Filter text from each file and turn it into a list of comma-separated values

Question

I'm trying to extract some information from multiple files and create a csv-type file. Until now I got the extracting and writing to file part working but don't know how I could add a comma between each output or strip the newline at the end.

#!/bin/bash
for file in folder/*.txt do
  grep 'sometext:' $file | sed '/^.*:\s*//' >> list.txt
  #doing simliar stuff with other lines in the current file
done

I tried to use echo -n to strip the newline but this did not returned anything useful.

What the code should do:
For each file in the folder find lines beginning with some patterns (ex. sometext:, someothertext: etc) and append the rest of the line and a , to a single line, corresponding to that file in list.txt.
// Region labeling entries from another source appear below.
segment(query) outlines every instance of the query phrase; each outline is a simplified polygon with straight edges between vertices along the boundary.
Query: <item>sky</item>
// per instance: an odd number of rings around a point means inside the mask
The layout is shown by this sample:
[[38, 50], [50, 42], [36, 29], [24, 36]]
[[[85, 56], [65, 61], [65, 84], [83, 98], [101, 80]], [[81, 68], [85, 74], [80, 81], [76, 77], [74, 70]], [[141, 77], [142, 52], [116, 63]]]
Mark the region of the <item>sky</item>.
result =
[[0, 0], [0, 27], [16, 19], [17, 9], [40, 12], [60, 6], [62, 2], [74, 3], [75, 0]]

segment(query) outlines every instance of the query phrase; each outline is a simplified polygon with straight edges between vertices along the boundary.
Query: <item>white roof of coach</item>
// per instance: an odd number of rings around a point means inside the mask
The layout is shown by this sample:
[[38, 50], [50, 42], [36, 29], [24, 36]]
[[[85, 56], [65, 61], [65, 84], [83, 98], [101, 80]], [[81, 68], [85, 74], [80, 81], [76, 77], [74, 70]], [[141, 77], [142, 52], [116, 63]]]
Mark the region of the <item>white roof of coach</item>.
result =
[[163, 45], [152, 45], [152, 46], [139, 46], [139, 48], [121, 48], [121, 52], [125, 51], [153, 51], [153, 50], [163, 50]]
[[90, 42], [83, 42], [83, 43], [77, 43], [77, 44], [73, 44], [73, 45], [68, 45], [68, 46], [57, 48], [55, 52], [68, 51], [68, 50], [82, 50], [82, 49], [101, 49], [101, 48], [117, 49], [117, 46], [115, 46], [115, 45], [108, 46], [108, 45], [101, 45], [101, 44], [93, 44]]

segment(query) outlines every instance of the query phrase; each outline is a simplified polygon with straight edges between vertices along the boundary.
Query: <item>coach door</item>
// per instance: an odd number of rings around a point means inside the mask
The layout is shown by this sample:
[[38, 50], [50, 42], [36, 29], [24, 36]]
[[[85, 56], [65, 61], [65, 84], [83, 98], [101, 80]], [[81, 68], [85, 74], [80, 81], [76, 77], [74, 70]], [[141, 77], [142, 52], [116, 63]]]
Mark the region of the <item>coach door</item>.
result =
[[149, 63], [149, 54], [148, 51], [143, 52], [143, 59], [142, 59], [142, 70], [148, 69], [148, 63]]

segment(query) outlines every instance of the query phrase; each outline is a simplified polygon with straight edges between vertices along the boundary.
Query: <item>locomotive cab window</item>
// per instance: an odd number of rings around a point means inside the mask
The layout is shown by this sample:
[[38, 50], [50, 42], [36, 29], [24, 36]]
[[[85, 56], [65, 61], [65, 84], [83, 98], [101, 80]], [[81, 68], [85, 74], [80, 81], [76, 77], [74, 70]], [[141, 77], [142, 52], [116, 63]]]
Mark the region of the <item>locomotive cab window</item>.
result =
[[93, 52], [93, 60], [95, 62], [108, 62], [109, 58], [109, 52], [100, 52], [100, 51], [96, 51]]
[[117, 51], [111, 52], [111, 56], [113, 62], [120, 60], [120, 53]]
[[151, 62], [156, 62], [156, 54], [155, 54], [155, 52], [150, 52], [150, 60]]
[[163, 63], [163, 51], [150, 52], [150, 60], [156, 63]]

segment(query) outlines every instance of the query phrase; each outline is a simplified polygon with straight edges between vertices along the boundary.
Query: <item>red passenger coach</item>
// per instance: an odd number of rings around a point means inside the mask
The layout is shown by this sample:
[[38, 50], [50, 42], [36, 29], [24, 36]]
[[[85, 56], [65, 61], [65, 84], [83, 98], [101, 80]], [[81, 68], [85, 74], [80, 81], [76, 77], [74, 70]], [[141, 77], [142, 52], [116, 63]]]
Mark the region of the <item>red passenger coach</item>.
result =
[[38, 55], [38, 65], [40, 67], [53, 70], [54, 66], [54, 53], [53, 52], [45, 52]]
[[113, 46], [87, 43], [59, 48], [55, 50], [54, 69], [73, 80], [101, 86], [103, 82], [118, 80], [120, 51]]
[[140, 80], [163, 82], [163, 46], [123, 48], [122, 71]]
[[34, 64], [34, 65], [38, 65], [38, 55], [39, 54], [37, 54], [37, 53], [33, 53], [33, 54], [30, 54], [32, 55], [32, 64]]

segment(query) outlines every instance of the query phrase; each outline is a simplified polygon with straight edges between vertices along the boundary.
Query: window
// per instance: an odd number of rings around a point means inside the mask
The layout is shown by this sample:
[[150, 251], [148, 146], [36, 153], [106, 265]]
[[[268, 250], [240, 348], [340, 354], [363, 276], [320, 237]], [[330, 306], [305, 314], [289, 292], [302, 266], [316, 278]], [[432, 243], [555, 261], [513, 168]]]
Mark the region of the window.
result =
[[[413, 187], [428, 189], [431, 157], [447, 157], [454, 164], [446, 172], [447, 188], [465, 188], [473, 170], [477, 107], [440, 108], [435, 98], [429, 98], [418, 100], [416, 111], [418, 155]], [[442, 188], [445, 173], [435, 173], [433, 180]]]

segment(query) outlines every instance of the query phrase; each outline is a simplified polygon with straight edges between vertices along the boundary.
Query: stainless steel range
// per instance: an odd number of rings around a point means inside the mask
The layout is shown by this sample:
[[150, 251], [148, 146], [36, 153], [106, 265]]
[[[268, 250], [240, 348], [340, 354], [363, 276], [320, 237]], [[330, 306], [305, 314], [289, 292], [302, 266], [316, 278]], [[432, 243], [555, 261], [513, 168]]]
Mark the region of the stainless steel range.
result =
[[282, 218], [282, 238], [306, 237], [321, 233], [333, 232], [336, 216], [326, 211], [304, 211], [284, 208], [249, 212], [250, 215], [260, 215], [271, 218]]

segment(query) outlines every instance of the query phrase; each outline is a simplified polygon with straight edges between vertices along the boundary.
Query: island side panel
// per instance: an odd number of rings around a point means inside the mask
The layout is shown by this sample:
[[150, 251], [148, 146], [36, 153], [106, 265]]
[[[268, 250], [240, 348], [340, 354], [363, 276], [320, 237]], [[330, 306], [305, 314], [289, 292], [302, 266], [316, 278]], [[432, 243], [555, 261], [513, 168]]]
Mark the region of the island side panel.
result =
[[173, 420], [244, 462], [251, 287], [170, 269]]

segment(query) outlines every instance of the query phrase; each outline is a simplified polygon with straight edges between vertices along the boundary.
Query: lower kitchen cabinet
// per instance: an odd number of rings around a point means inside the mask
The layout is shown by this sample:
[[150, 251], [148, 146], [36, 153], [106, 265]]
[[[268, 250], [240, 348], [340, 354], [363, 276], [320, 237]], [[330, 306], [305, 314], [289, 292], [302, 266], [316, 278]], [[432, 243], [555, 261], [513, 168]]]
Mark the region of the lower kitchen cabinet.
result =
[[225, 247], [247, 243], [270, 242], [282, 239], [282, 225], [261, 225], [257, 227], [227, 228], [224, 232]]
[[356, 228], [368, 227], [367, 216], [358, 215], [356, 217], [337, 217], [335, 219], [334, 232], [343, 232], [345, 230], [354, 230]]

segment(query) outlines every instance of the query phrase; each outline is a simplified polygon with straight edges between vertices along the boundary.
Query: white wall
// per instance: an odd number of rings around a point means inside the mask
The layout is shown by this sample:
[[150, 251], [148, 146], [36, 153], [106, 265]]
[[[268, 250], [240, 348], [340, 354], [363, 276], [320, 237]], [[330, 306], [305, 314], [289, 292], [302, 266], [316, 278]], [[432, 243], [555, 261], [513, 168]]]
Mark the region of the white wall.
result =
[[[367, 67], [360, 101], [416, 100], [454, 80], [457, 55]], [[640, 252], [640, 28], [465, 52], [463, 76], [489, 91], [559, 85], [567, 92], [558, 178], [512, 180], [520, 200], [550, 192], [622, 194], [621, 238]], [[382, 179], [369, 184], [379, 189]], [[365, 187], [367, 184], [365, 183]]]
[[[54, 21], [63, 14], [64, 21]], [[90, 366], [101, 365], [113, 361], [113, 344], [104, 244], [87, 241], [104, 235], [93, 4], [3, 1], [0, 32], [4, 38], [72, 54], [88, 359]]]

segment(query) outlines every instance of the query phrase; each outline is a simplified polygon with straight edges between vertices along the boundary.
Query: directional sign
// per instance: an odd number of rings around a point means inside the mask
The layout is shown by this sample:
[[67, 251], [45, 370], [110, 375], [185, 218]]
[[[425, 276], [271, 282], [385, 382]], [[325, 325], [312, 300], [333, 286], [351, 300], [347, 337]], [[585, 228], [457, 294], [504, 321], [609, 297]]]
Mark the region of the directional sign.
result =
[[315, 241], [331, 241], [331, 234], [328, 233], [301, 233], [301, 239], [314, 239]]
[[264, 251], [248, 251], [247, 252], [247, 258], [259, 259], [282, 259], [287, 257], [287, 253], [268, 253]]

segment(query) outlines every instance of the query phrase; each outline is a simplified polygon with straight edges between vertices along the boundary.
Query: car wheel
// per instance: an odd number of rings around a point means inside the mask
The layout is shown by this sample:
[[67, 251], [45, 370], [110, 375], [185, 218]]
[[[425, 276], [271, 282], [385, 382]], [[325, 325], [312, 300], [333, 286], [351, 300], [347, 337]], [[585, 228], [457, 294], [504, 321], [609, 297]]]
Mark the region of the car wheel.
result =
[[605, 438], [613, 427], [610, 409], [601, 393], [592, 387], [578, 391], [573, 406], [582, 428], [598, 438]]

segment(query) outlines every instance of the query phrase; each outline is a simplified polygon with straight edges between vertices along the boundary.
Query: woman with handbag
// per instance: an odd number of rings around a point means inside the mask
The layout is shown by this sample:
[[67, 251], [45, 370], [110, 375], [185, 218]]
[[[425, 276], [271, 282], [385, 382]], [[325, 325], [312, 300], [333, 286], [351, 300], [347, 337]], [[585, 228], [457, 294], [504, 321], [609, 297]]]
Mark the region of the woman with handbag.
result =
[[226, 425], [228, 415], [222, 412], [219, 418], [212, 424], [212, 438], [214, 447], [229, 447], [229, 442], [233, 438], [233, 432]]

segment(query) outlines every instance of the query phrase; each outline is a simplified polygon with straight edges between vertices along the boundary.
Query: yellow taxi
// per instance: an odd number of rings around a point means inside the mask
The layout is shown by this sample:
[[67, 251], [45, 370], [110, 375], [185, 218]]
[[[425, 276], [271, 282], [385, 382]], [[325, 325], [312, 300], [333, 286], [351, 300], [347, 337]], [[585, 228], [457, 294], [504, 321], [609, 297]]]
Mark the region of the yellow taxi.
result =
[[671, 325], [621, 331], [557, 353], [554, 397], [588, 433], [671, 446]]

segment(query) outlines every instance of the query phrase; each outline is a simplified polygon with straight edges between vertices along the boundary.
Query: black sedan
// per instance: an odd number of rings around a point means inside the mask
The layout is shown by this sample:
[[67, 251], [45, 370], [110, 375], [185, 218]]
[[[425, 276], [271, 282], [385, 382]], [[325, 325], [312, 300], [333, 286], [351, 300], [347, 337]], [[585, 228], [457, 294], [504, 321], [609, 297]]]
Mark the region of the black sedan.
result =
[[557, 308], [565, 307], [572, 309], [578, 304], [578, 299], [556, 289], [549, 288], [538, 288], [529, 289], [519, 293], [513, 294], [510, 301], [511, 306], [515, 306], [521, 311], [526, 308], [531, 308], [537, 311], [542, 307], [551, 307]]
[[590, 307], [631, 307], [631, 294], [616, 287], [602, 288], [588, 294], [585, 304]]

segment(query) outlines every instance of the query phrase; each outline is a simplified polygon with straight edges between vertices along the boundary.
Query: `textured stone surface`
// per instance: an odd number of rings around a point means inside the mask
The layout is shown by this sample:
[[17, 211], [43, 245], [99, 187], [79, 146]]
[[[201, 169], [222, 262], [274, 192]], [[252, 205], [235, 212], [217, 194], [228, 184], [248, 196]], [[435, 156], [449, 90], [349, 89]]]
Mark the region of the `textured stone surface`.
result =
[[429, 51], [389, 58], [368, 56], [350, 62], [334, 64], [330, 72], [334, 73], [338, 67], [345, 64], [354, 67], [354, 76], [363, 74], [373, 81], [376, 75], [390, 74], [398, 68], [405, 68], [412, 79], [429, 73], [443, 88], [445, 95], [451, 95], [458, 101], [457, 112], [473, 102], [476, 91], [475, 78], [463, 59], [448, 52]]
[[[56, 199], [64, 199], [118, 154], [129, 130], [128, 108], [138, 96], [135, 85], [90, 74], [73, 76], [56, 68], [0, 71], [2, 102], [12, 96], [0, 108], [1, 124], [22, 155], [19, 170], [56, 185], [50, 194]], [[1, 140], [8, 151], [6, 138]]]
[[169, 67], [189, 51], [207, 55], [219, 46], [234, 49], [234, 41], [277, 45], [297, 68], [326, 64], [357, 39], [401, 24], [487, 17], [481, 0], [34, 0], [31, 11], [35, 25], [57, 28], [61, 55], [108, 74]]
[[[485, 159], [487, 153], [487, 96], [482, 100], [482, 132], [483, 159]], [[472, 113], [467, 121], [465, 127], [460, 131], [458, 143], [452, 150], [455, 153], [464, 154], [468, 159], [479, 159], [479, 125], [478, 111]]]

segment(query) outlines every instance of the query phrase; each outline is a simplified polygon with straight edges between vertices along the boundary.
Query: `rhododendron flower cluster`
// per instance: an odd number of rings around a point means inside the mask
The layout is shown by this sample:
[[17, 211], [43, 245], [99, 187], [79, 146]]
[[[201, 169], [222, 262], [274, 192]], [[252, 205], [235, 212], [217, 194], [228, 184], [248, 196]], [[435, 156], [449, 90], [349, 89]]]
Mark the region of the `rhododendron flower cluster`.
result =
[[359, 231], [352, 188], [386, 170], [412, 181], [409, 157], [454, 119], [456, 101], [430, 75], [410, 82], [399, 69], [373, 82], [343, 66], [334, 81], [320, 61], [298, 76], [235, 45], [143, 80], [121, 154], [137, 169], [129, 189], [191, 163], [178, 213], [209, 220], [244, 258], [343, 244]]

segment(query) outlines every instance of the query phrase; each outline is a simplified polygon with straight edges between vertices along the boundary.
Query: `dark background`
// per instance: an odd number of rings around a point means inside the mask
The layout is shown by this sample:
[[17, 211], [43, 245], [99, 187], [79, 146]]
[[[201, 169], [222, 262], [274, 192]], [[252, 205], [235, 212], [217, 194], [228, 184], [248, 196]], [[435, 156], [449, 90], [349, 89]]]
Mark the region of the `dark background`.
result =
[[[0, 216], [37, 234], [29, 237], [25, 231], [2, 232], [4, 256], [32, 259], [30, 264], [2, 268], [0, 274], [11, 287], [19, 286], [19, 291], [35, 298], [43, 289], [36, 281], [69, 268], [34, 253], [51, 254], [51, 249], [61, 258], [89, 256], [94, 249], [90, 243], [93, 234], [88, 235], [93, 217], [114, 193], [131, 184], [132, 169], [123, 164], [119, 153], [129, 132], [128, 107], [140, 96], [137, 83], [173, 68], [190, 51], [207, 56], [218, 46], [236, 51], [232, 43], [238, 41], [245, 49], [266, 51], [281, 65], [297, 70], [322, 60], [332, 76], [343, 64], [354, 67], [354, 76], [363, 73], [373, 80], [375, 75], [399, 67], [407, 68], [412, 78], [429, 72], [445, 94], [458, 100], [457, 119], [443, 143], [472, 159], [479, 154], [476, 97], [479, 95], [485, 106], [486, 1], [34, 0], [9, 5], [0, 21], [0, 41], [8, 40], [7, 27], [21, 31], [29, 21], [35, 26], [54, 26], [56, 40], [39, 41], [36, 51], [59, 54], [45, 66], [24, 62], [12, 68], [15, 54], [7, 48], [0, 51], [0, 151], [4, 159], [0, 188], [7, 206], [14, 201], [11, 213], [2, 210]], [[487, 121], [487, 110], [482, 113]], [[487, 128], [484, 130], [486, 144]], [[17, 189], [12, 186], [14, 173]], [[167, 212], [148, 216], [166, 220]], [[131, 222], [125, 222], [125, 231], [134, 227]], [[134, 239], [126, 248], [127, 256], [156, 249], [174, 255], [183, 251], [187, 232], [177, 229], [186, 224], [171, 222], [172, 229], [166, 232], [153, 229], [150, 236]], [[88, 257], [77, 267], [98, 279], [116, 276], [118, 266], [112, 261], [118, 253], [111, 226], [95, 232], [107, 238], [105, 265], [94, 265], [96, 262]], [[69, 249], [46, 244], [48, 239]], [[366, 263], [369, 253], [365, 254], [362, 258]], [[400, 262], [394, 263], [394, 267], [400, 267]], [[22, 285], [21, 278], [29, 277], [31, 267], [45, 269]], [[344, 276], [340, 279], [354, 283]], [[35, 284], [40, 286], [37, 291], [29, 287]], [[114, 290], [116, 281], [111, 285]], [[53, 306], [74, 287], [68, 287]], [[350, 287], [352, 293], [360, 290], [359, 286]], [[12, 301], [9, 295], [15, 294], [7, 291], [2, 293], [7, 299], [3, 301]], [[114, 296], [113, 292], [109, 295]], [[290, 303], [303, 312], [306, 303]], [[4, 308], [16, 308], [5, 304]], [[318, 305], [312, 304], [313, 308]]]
Example of content of the file in the folder:

randomtext: ...
sometext: Hello
randomtext: ...
someothertext: World
somedifferenttext: !
randomtext:

Would result in on single line in the output file Hello,World,!,

Why would grepping for sometext also match the World and ! lines? — terdon
– terdon ♦, Commented May 3, 2016 at 11:15
Possible duplicate of Turn list into single line with delimiter so in your case sed '/some.*:/{s/.*: //;H};$!d;x;s/\n//;s/\n/,/g' "$FILE" — don_crissti
– don_crissti, Commented May 3, 2016 at 11:17
this would be done by simliar lines, see coment in script part. — Pit
– Pit, Commented May 3, 2016 at 11:17
@don_crissti I don't think that's a dupe. The OP needs to filter the text, not just replace \n with ,. — terdon
– terdon ♦, Commented May 3, 2016 at 11:18

terdon · Accepted Answer · 2016-05-03 11:56:08Z

OK, first of all do not use a for loop! That is very inefficient. Just give grep all the file names at once:

grep 'sometext:' folder/*.txt

In this case, however, I would use awk instead of grep. I made 10 copies of your input file to test:

$ awk '{
        if($1~/sometext|someothertext|somedifferenttext/){
            printf "%s,",$2
        }
        if(FNR==1 && NR>1){
            print ""
        }
    }
    END{ print "" }' folder/*txt 
Hello,World,!,
Hello,World,!,
Hello,World,!,
Hello,World,!,
Hello,World,!,
Hello,World,!,
Hello,World,!,
Hello,World,!,
Hello,World,!,
Hello,World,!,
Hello,World,!,

Explanation

awk is a scripting language that reads its input line by line and splits each line on whitespace (by default, you can change that with -F) into fields. The first field will be $1, the second $2 etc.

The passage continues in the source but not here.